NGS Registry material endpoint needs to be one level up! #93

Open njall opened 8 years ago

njall commented 8 years ago

From the reviewer of the Bioinformatics App note:

Similarly some links lead to a confusing array of GitHub pages. https://tess.elixir-uk.org/materials/introduction-to-ngs#sub-modules is expected to show Introduction to NGS materials but it took a bewildering number of clicks (5 to get to Frederik_Coppens) to get to this material. Again, the user expectation is that it is one click away. How do the scrapers aggregate materials? What appears to be aggregated is the surface level of data and not the actual data, thus reducing the utility of TeSS.

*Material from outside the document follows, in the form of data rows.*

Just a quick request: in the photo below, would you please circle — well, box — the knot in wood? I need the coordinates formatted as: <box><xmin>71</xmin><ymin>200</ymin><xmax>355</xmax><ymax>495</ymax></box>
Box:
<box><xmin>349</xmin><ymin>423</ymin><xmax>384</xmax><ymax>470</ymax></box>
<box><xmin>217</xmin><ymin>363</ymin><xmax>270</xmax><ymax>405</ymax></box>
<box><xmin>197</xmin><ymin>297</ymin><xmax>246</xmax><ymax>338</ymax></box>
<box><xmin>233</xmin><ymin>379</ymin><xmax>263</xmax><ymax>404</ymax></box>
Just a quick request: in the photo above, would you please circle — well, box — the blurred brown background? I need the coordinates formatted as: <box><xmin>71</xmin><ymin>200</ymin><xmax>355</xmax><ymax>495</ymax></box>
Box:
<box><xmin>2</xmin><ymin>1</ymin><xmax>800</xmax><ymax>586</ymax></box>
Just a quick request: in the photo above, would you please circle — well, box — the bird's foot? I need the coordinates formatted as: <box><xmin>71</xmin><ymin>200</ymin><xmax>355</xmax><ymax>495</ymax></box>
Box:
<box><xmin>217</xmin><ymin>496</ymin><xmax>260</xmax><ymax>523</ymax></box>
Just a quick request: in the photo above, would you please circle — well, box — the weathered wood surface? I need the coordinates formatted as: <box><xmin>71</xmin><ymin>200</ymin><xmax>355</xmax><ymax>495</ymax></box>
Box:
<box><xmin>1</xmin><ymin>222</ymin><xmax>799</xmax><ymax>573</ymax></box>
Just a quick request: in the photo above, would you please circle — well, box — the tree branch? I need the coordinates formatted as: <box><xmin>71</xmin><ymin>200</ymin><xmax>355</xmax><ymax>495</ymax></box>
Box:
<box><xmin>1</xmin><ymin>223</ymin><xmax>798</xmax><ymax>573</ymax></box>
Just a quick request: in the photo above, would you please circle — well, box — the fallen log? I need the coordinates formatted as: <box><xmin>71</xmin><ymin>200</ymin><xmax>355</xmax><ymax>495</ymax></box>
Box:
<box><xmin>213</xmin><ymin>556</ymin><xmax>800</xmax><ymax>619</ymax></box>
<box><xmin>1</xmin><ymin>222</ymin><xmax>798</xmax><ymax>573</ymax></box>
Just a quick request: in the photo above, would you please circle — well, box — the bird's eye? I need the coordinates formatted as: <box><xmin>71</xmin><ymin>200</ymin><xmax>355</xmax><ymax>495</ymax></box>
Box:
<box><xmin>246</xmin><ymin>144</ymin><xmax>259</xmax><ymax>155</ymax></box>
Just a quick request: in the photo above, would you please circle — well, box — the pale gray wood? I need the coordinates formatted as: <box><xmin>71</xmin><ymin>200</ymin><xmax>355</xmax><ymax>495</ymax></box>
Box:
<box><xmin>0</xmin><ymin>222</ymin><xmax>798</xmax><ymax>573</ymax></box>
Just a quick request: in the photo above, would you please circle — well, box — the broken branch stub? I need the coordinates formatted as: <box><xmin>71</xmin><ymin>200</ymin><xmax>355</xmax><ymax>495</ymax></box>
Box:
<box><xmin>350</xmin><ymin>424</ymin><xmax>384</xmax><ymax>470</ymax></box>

True enough, our endpoint points here: https://microasp.upsc.se/ngs_trainers/Materials/blob/master/Content/HTS-introduction/README.md When to access the materials more readily it should be here either: https://microasp.upsc.se/ngs_trainers/Materials/tree/master/Content/HTS-introduction/Frederik_Coppens or here: https://microasp.upsc.se/ngs_trainers/Materials/tree/master/Content/HTS-introduction

anenadic commented 8 years ago

NGS registry scraper needs revisiting - try just to extract short and long description and try not to embed the whole page within TeSS, together with relative links etc. coming from the training page itself.

njall commented 8 years ago

Scraper needs to delete README.md from end of URL if present